J’ai regardé un documentaire qui s’appelle « Happy » sur netflix. Oui je sais, c’est un peu cheesy. Mais au delà de faire du bien au moral, c’est surtout un rappel à l’ordre que pour être heureux, il faut un, le vouloir et deux, bien s’y prendre.

Ça parait simple mais au fond, ce n’est pas si évident que ça. Beaucoup de personnes pensent que le bonheur réside en une chose: la réussite sociale (suivie donc d’une supposée reconnaissance). Personnellement, je n’ai jamais eu ce besoin, très certainement car mes parents ne m’ont jamais mis de pression quant aux études que je voulais suivre. La seule chose qui comptait pour eux, c’est que je sois heureuse, peu importe le métier et le salaire. Bref, on n’est pas du tout carriériste dans la famille, ce qui fait de nous, pour une grande partie de la population, des loosers, Ok. D’accord. Ça tombe bien, on a jamais rien eu envie de prouver aux autres. 
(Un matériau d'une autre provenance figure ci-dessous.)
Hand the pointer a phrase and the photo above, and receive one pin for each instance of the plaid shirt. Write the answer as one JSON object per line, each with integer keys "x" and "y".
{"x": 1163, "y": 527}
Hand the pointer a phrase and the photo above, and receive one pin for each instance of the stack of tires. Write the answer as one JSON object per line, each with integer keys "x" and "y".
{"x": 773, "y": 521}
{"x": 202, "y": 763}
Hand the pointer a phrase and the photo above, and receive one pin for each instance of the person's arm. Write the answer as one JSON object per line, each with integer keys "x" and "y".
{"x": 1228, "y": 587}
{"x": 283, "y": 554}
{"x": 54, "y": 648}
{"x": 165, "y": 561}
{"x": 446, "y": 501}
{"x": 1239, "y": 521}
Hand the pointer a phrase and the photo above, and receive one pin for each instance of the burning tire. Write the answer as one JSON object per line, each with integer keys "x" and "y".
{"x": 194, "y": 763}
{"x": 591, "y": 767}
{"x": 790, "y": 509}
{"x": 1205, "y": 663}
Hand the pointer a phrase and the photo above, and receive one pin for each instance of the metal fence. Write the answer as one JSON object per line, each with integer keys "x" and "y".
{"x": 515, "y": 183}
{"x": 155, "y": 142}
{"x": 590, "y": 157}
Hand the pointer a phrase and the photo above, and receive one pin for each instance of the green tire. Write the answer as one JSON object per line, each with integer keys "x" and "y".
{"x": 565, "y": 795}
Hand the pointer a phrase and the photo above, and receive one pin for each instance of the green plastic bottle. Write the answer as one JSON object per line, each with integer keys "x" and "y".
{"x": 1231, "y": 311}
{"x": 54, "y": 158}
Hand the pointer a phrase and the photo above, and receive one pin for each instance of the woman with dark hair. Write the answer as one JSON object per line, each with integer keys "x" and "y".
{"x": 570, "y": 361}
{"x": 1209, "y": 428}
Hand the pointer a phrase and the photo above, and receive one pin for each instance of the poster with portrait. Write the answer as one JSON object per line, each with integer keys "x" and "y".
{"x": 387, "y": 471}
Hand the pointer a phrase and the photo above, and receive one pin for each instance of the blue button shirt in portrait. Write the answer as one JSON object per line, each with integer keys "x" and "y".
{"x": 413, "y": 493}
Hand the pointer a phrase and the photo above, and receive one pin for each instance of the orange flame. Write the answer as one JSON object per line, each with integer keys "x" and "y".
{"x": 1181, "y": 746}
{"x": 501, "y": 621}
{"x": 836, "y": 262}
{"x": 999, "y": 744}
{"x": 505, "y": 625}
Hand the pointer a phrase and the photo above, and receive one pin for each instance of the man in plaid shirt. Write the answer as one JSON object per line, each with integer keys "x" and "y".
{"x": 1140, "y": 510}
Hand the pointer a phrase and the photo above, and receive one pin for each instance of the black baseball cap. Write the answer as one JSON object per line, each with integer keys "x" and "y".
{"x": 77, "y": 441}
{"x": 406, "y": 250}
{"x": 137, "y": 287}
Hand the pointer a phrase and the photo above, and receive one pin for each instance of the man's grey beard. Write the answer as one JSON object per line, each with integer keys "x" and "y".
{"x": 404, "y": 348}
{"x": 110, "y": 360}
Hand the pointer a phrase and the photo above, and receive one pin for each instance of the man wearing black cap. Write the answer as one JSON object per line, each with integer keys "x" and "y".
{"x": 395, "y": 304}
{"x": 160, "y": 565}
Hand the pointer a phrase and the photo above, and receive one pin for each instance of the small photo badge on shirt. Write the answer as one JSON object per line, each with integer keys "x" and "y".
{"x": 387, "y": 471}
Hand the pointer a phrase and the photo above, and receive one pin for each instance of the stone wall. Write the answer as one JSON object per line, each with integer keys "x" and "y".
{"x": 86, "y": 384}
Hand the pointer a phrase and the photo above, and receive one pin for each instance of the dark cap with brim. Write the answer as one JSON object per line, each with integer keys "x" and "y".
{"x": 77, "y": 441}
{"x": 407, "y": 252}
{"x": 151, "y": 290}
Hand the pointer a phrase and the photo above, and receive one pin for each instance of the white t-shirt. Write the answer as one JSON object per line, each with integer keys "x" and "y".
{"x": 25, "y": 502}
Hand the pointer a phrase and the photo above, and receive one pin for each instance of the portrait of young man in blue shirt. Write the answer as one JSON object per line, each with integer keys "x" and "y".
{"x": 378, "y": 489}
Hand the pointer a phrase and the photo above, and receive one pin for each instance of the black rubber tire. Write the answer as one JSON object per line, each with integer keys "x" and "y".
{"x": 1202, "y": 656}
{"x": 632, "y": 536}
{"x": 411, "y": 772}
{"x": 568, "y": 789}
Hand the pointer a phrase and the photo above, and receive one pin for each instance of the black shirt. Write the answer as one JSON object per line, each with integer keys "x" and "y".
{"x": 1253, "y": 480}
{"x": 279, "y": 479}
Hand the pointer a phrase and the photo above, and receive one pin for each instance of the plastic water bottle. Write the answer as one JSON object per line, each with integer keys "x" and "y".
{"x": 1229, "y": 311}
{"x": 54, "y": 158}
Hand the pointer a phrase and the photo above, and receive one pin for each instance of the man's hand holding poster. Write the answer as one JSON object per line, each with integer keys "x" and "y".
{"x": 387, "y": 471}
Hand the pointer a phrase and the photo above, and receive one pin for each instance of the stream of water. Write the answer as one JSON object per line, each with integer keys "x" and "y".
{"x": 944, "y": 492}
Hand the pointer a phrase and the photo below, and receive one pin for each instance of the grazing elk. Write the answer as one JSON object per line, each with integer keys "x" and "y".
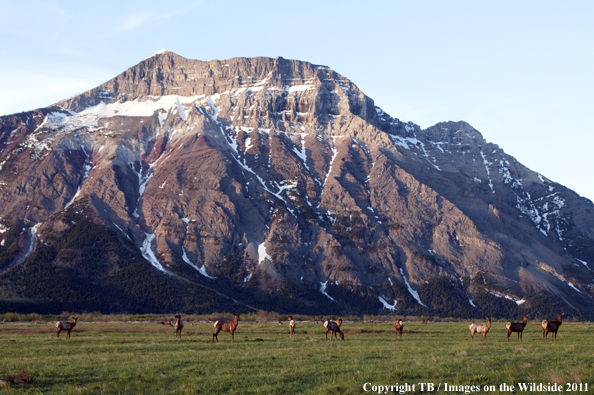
{"x": 551, "y": 326}
{"x": 291, "y": 328}
{"x": 65, "y": 326}
{"x": 398, "y": 326}
{"x": 225, "y": 326}
{"x": 516, "y": 327}
{"x": 333, "y": 327}
{"x": 179, "y": 325}
{"x": 484, "y": 329}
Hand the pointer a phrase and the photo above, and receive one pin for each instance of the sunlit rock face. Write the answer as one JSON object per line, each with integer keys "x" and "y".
{"x": 265, "y": 172}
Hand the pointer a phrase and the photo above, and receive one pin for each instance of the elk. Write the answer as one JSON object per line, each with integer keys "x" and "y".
{"x": 225, "y": 326}
{"x": 333, "y": 327}
{"x": 291, "y": 327}
{"x": 179, "y": 325}
{"x": 65, "y": 326}
{"x": 516, "y": 327}
{"x": 474, "y": 328}
{"x": 551, "y": 326}
{"x": 398, "y": 325}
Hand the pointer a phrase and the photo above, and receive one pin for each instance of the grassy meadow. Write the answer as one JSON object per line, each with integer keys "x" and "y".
{"x": 134, "y": 358}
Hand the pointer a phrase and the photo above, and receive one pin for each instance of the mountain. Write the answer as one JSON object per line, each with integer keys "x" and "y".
{"x": 275, "y": 184}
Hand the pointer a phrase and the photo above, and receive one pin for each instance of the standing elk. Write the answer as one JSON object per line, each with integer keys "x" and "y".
{"x": 484, "y": 329}
{"x": 65, "y": 326}
{"x": 551, "y": 326}
{"x": 333, "y": 327}
{"x": 225, "y": 326}
{"x": 291, "y": 327}
{"x": 398, "y": 326}
{"x": 516, "y": 327}
{"x": 179, "y": 325}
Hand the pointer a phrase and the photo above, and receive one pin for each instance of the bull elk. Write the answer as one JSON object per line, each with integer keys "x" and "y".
{"x": 398, "y": 326}
{"x": 179, "y": 325}
{"x": 551, "y": 326}
{"x": 333, "y": 327}
{"x": 65, "y": 326}
{"x": 225, "y": 326}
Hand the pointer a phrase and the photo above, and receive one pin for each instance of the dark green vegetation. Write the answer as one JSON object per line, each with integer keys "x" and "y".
{"x": 145, "y": 358}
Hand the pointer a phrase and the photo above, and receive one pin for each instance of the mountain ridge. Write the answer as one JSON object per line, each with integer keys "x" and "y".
{"x": 288, "y": 173}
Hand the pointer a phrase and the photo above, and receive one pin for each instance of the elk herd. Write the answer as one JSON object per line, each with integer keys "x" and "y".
{"x": 334, "y": 328}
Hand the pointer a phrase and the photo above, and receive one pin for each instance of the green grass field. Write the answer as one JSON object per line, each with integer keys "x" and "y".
{"x": 135, "y": 358}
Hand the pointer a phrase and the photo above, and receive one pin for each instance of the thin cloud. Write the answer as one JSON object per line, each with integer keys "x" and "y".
{"x": 139, "y": 20}
{"x": 136, "y": 21}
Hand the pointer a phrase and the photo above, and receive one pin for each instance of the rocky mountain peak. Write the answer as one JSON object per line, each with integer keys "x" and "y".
{"x": 274, "y": 175}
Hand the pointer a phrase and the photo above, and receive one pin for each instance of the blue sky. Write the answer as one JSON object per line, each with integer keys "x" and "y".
{"x": 519, "y": 72}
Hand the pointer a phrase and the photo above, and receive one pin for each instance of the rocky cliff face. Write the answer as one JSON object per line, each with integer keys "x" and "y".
{"x": 271, "y": 176}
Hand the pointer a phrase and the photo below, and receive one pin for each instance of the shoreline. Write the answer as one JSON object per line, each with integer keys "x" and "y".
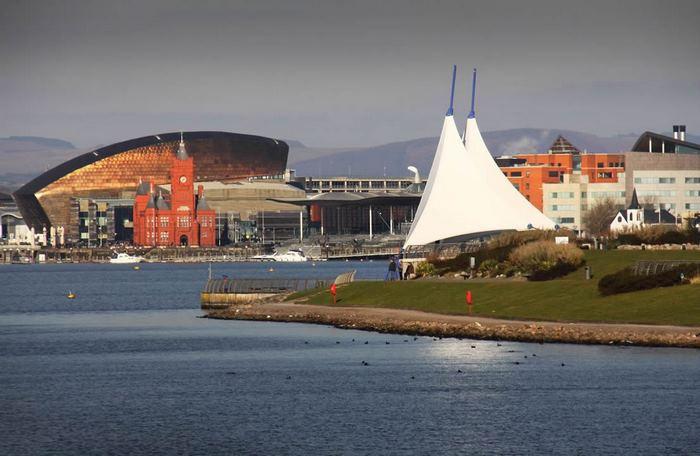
{"x": 417, "y": 323}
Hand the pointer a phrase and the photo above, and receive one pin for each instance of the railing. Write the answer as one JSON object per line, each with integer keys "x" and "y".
{"x": 656, "y": 267}
{"x": 242, "y": 286}
{"x": 262, "y": 285}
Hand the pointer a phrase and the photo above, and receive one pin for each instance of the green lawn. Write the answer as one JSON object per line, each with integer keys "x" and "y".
{"x": 571, "y": 298}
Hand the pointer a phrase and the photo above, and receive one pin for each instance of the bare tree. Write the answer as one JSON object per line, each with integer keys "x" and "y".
{"x": 649, "y": 202}
{"x": 598, "y": 218}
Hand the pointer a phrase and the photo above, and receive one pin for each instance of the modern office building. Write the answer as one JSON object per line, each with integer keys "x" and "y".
{"x": 530, "y": 172}
{"x": 666, "y": 177}
{"x": 113, "y": 173}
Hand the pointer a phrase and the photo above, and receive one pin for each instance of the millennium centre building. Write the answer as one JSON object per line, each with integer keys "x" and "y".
{"x": 112, "y": 173}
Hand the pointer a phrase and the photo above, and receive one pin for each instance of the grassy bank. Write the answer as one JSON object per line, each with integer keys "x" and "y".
{"x": 571, "y": 298}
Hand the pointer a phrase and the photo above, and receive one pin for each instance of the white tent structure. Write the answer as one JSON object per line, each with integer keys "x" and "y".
{"x": 467, "y": 194}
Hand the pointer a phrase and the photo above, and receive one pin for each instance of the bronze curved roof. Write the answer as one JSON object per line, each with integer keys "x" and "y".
{"x": 224, "y": 156}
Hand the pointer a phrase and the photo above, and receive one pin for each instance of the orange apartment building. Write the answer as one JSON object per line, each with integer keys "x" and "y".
{"x": 527, "y": 172}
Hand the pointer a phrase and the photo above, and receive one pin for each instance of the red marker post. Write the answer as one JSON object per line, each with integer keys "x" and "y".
{"x": 334, "y": 291}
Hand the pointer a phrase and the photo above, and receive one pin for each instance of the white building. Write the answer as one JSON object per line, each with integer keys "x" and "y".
{"x": 636, "y": 217}
{"x": 566, "y": 202}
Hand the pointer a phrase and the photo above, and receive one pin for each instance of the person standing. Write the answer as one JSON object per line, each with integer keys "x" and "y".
{"x": 391, "y": 272}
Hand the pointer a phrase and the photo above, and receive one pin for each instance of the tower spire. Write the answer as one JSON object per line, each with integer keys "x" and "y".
{"x": 471, "y": 112}
{"x": 181, "y": 151}
{"x": 450, "y": 111}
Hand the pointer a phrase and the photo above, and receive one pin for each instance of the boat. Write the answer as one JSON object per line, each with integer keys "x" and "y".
{"x": 125, "y": 258}
{"x": 291, "y": 256}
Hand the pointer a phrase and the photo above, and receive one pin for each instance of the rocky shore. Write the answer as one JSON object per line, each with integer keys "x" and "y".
{"x": 436, "y": 325}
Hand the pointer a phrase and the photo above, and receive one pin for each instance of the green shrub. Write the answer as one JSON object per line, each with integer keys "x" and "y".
{"x": 626, "y": 280}
{"x": 497, "y": 249}
{"x": 544, "y": 260}
{"x": 488, "y": 266}
{"x": 658, "y": 235}
{"x": 425, "y": 269}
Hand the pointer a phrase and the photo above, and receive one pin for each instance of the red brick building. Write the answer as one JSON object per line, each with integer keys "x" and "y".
{"x": 183, "y": 218}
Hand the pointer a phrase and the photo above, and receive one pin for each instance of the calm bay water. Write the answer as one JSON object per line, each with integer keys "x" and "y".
{"x": 127, "y": 368}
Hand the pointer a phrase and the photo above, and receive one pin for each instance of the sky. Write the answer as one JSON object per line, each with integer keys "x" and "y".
{"x": 344, "y": 73}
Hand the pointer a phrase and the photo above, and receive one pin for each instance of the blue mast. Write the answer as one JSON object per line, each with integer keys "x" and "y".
{"x": 450, "y": 111}
{"x": 471, "y": 112}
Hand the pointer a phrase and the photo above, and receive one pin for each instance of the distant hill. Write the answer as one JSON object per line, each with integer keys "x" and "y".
{"x": 393, "y": 158}
{"x": 38, "y": 141}
{"x": 24, "y": 157}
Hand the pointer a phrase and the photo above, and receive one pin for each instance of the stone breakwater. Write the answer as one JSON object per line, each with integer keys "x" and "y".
{"x": 436, "y": 325}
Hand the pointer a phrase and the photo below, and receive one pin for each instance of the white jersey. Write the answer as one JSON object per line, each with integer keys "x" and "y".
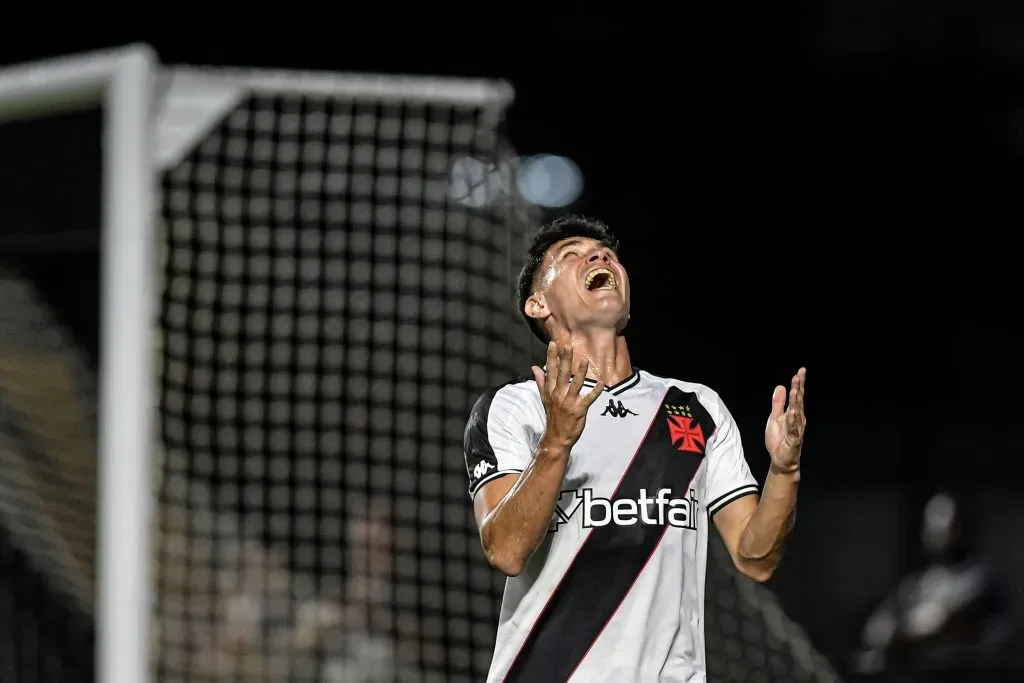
{"x": 615, "y": 592}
Alors oui, évidemment que quand j’habitais à Toronto, dans mon joli appartement et quartier hipster, avec une paie que même pas en rêve je toucherais ici, j’étais HAPPY. Mais je crois que ce qui est important, c’est que j’étais consciente de ma chance. Et j’en ai profité. J’ai vécu le moment présent, j’ai fait un tas de voyages et surtout, j’ai rencontré une foultitude de gens sympas, intéressants, différents, et ce sont bien là, mes meilleurs moments, ceux que j’ai partagés avec des êtres dont j’aurais très certainement ignoré l’existence si je n’étais pas partie. 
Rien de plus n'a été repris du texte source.